Ja perhaps, but I think most of the trading on this one is US-ian.  Also, the price is driven by what you think will happen rather than what you want to happen.  I suspect there is some price influence by wishing it so.  There is likely some price influence by the press as well, which overwhelmingly support Obama.  I don’t know what the press is saying in Europe, Africa, Asia and South America about this race.  Gary Johnson is getting almost no ink over here, damn.


>…6) If 5) is true, how do we exploit it? One could in principle short Obama. The contracts are in theory over-priced as a result of non-voters in Europe and other places…


No, me lad, betting on one or the other of the mainstreamers won’t make you much money, and it is risky.  What I have been studying is how to make money by stampeding the herd.  It sure looks to me like others have thought of this too, or are experimenting with it.

>…On the other hand, I really don't want to short Obama. <shrug>


The idea is to short both of the mainstream guys when their combined prices exceed a dollar, which is actually most of the time, then cover your shorts and go long on both during those periods when the combined prices drop below a dollar.  I expect that phenomenon is what causes the oddball signals, but I haven’t yet been able to figure out how those scripts work.
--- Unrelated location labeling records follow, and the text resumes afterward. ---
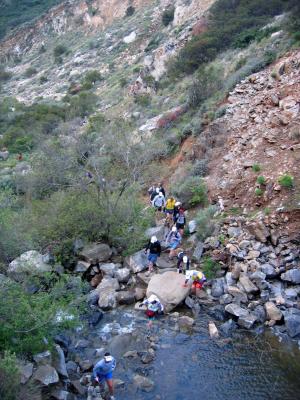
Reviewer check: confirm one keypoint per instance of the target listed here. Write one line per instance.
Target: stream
(190, 365)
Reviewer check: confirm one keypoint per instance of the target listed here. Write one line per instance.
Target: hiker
(173, 240)
(103, 372)
(159, 202)
(154, 306)
(183, 263)
(169, 209)
(154, 248)
(197, 279)
(161, 189)
(180, 221)
(154, 194)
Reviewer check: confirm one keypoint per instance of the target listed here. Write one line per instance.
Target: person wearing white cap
(183, 263)
(154, 248)
(173, 240)
(103, 372)
(159, 201)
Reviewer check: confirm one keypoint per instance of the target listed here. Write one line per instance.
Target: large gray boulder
(168, 287)
(29, 263)
(46, 375)
(293, 276)
(93, 252)
(137, 262)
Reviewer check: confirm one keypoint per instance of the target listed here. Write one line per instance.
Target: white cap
(153, 239)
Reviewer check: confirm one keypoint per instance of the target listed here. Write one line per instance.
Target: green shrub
(143, 100)
(256, 168)
(261, 180)
(210, 267)
(59, 50)
(9, 377)
(30, 72)
(191, 191)
(286, 181)
(205, 222)
(168, 15)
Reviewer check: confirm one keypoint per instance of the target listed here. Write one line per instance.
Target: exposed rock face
(93, 252)
(29, 263)
(168, 287)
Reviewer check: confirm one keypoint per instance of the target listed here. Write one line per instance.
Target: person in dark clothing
(183, 263)
(154, 248)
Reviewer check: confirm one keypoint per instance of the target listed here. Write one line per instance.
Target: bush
(59, 50)
(261, 180)
(168, 15)
(191, 191)
(205, 222)
(210, 267)
(256, 168)
(9, 377)
(30, 72)
(286, 181)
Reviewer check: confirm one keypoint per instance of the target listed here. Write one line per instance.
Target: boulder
(247, 284)
(109, 269)
(168, 287)
(143, 383)
(236, 310)
(125, 297)
(29, 263)
(198, 251)
(158, 231)
(292, 276)
(273, 313)
(123, 275)
(213, 330)
(217, 288)
(137, 262)
(26, 371)
(95, 252)
(46, 375)
(59, 362)
(292, 323)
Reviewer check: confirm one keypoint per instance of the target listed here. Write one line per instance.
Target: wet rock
(213, 331)
(125, 297)
(273, 313)
(46, 375)
(59, 362)
(109, 269)
(137, 262)
(248, 286)
(293, 276)
(28, 264)
(143, 383)
(236, 310)
(247, 321)
(228, 327)
(185, 321)
(95, 252)
(26, 371)
(168, 287)
(217, 288)
(123, 275)
(198, 251)
(43, 358)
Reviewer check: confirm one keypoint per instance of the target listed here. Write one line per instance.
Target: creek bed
(190, 365)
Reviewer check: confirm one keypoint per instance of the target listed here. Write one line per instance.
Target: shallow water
(192, 366)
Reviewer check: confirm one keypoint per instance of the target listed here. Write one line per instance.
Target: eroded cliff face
(67, 17)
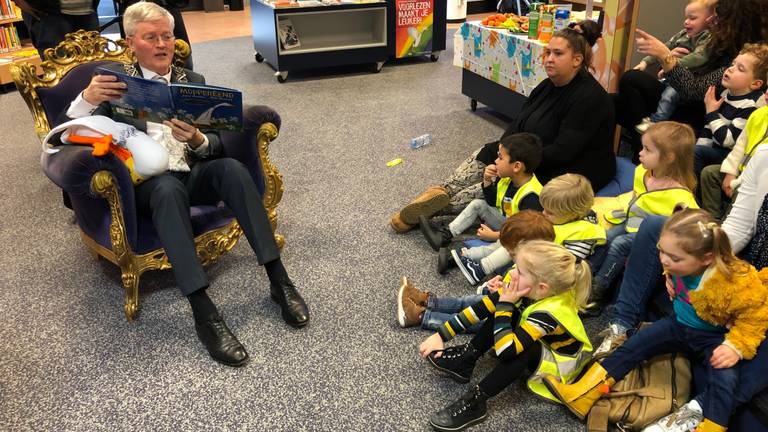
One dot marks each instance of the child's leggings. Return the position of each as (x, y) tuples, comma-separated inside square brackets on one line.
[(667, 336), (509, 370)]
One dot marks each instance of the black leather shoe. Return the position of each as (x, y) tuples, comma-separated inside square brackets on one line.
[(295, 311), (221, 344)]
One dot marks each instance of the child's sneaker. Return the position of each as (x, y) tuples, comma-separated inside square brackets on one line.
[(614, 336), (643, 125), (472, 270), (408, 291), (457, 362), (683, 420), (444, 261), (470, 409)]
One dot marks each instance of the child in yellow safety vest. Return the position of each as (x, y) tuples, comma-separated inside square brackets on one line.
[(532, 324), (509, 185), (719, 183), (663, 181)]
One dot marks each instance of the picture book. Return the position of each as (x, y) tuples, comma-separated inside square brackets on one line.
[(202, 105)]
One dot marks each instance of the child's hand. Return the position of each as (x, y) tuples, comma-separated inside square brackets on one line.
[(486, 233), (432, 343), (711, 102), (494, 284), (512, 292), (723, 357), (727, 189), (489, 175), (670, 287)]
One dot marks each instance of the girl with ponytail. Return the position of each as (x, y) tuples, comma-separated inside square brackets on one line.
[(532, 324)]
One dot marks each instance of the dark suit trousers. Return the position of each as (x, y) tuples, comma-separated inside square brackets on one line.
[(167, 198)]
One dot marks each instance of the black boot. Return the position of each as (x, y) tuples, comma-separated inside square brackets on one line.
[(445, 261), (458, 362), (437, 237), (598, 299), (470, 409)]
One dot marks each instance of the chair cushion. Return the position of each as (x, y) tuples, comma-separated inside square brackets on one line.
[(56, 99)]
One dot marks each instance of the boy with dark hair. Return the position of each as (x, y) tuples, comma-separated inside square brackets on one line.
[(509, 186)]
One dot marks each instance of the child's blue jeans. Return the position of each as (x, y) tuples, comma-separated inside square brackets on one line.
[(440, 310), (667, 104), (667, 336)]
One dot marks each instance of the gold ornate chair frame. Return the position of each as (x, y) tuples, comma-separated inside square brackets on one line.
[(83, 47)]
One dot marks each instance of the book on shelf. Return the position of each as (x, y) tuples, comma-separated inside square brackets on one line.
[(289, 38), (202, 105)]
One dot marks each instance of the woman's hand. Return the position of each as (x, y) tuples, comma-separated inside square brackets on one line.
[(432, 343), (494, 284), (711, 102), (727, 189), (723, 357), (489, 175), (486, 233), (512, 292), (185, 132)]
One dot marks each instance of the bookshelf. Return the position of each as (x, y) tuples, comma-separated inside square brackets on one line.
[(12, 49)]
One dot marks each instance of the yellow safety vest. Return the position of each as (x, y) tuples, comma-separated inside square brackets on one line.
[(757, 134), (509, 206), (561, 307), (581, 230), (643, 203)]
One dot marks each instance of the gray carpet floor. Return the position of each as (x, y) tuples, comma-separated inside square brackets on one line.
[(70, 361)]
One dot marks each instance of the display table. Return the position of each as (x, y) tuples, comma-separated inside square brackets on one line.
[(499, 68)]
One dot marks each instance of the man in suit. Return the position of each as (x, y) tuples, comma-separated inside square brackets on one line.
[(197, 175)]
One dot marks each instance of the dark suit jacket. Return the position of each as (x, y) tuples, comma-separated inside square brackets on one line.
[(178, 74)]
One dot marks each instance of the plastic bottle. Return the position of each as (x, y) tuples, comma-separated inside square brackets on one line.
[(562, 18), (421, 141), (545, 27), (533, 25)]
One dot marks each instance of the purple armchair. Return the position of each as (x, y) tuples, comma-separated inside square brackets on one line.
[(100, 188)]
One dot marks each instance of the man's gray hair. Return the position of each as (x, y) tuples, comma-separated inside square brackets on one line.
[(143, 11)]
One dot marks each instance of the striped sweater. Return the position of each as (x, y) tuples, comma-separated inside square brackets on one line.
[(510, 336), (725, 125)]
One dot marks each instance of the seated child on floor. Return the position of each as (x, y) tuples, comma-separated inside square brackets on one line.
[(532, 324), (744, 83), (567, 202), (719, 183), (416, 307), (509, 186), (720, 317), (663, 181)]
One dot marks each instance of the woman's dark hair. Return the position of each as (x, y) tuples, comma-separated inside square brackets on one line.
[(738, 22), (589, 29), (578, 44)]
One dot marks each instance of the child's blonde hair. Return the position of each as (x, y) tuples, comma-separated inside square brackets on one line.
[(698, 234), (553, 265), (525, 225), (675, 142), (568, 196), (760, 53)]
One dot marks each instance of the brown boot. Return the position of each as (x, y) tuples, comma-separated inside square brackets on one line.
[(410, 292), (581, 395), (398, 225), (432, 200)]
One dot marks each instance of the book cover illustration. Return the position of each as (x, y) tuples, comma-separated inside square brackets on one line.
[(202, 105), (288, 35)]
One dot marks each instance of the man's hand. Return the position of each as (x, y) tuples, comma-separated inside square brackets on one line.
[(185, 132), (727, 189), (486, 233), (723, 357), (489, 175), (432, 343), (711, 102), (103, 88)]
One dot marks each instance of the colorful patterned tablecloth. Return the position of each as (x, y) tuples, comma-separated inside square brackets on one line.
[(508, 59)]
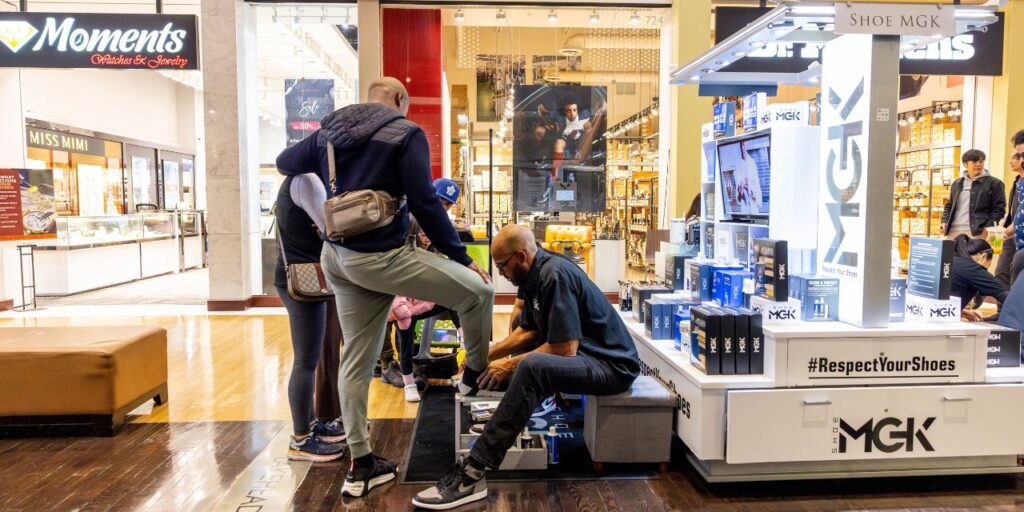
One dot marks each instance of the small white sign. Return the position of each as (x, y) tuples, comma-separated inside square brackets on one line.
[(895, 19)]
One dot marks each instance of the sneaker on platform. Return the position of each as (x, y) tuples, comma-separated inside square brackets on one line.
[(363, 479), (332, 431), (313, 449), (462, 484)]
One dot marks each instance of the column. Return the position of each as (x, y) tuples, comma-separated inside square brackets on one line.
[(231, 140), (691, 32)]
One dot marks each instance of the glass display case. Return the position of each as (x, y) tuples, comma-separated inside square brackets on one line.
[(97, 230)]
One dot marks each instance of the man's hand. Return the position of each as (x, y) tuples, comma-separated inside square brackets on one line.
[(497, 373), (483, 275)]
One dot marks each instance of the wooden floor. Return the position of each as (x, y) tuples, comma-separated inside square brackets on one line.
[(227, 399)]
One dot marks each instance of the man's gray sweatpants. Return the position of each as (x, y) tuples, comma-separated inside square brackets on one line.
[(365, 285)]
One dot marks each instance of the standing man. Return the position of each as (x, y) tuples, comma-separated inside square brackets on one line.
[(977, 201), (571, 340), (376, 147)]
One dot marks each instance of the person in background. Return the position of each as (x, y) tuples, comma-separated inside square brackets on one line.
[(977, 201), (376, 147), (300, 220), (971, 280), (1008, 257)]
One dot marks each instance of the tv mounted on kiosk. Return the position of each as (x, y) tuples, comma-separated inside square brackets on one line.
[(744, 169)]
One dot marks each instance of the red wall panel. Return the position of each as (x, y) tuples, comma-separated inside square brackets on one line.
[(412, 52)]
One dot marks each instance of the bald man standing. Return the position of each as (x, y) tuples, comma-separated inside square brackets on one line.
[(376, 147), (570, 340)]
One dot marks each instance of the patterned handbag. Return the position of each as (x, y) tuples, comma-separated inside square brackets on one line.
[(306, 282)]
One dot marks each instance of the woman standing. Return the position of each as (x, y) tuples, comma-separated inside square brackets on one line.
[(300, 222)]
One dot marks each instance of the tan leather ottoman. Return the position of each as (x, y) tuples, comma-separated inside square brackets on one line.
[(80, 376)]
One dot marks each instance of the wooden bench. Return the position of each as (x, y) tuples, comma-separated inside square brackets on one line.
[(86, 378)]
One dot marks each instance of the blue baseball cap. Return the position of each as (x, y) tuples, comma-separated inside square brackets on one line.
[(446, 189)]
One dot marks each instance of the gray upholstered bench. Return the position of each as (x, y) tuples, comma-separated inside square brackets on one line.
[(631, 427)]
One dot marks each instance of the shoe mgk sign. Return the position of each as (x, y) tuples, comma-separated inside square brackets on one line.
[(98, 41)]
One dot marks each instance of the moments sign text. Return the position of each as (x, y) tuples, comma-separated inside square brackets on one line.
[(102, 41)]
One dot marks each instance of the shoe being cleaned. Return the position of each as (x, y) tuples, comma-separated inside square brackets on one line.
[(366, 473), (465, 482)]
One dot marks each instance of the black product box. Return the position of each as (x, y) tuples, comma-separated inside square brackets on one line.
[(771, 268), (706, 336), (930, 267), (642, 293), (1004, 347), (756, 336), (741, 335)]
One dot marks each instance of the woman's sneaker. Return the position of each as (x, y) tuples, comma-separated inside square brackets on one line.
[(313, 449), (361, 479), (412, 393), (332, 431), (462, 484)]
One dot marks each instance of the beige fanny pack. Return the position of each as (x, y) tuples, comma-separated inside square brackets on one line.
[(355, 212)]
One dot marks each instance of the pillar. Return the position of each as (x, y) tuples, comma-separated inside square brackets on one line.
[(228, 29), (691, 34)]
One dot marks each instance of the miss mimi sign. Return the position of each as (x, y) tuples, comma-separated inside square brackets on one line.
[(98, 41)]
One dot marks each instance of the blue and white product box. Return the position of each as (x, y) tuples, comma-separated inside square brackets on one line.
[(776, 313), (930, 267), (820, 299), (1004, 346), (932, 310), (725, 119), (754, 105), (897, 299)]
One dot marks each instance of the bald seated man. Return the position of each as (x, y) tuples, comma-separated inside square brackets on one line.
[(570, 340), (376, 147)]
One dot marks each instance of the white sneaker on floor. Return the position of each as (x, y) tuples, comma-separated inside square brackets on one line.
[(412, 393)]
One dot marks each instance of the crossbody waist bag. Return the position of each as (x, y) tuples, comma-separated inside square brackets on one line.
[(357, 211)]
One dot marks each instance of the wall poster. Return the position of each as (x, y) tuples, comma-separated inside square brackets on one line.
[(558, 155), (27, 209)]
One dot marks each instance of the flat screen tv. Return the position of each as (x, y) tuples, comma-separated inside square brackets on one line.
[(745, 173)]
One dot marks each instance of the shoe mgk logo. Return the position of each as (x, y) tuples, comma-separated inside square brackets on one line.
[(15, 35), (887, 435)]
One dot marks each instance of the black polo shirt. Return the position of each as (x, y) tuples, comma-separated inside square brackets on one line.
[(562, 304)]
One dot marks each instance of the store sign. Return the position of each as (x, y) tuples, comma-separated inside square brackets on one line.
[(55, 140), (974, 53), (27, 205), (894, 19), (102, 41), (306, 102)]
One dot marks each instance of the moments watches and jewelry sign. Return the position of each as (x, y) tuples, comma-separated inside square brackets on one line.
[(98, 41), (974, 53)]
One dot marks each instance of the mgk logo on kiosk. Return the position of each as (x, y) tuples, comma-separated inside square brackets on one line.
[(887, 435)]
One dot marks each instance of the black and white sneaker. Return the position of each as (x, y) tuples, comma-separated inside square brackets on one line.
[(363, 479), (462, 484)]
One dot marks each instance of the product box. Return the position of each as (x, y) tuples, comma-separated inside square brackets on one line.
[(1004, 346), (771, 264), (642, 293), (706, 336), (819, 297), (930, 267), (932, 310), (897, 299), (777, 313), (755, 335), (724, 119)]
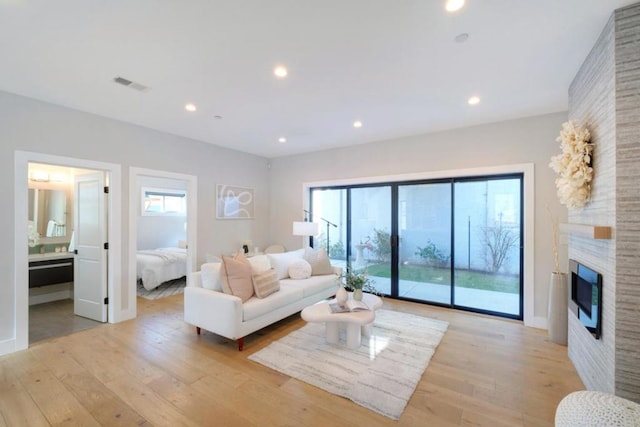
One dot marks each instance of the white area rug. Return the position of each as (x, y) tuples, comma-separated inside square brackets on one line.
[(380, 375), (165, 289)]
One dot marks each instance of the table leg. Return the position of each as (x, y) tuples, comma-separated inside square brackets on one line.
[(367, 330), (353, 335), (332, 332)]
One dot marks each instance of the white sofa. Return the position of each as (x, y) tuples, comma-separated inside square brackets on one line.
[(207, 307)]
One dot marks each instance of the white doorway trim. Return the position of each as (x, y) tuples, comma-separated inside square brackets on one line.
[(21, 261), (135, 174)]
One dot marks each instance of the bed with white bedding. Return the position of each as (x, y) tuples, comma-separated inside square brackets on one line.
[(156, 266)]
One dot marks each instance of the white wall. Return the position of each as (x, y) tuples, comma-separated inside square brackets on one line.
[(529, 140), (33, 126)]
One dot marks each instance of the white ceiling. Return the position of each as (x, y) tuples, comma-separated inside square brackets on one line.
[(393, 64)]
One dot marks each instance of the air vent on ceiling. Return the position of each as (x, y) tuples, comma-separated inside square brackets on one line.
[(130, 84)]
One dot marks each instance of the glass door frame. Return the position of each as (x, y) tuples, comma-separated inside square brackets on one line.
[(521, 175)]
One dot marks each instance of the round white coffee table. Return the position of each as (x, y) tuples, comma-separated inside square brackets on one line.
[(357, 323)]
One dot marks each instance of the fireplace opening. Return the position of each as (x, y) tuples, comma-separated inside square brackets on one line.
[(586, 294)]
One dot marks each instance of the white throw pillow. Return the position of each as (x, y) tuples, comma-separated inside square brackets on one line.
[(259, 263), (280, 262), (210, 273), (299, 269)]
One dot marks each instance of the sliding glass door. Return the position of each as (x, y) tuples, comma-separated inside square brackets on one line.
[(455, 242), (370, 225), (487, 245), (424, 252)]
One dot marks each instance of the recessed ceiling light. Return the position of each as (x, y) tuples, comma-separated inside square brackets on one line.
[(461, 38), (474, 100), (454, 5), (280, 71)]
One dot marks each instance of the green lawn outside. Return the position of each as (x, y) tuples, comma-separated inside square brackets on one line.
[(463, 278)]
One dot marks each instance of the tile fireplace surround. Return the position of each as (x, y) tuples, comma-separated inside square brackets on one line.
[(604, 96)]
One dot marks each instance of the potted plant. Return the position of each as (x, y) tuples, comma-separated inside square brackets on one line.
[(358, 281)]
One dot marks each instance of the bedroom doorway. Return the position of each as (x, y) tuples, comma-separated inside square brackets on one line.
[(163, 229)]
>…Right. It's hard to get excited about about hundreds. :)  -Gordon


It’s just a game Gordon, just a game.  


The whole exercise of voting might be just a game: we have no way of verifying our vote counted.  Our country is making exactly no moves to create more verifiable voting systems, we still have computerized non-auditable voting machines in some places, and the transparency of the system is actually decreasing rather than increasing in some ways:




In Wisconsin in 2008, a senator was elected by 316 votes in an election where they later discovered approximately 1100 ineligible voters, yet there is no means for undoing those votes, for they cannot be tracked or verified.  So the outcome stands.  That senator gave one party a super-majority, which allowed our health care system to be brutally overhauled without a single republican vote and without debate on the senate floor of an over 2000 page bill with enormous consequences.  This act is reverberating to this day.


There were ineligible voters in Florida in that crazy 2000 election as well, that one which chose (we think) W, but we cannot know for sure.  The invasion of Iraq might have been an enormous mistake, and might need to be cancelled, the whole thing, bring back Al Gore and all of Saddam Hussein’s people we can find, replay.


Failing that, we need completely auditable accountability in all elections, even at the expense of privacy.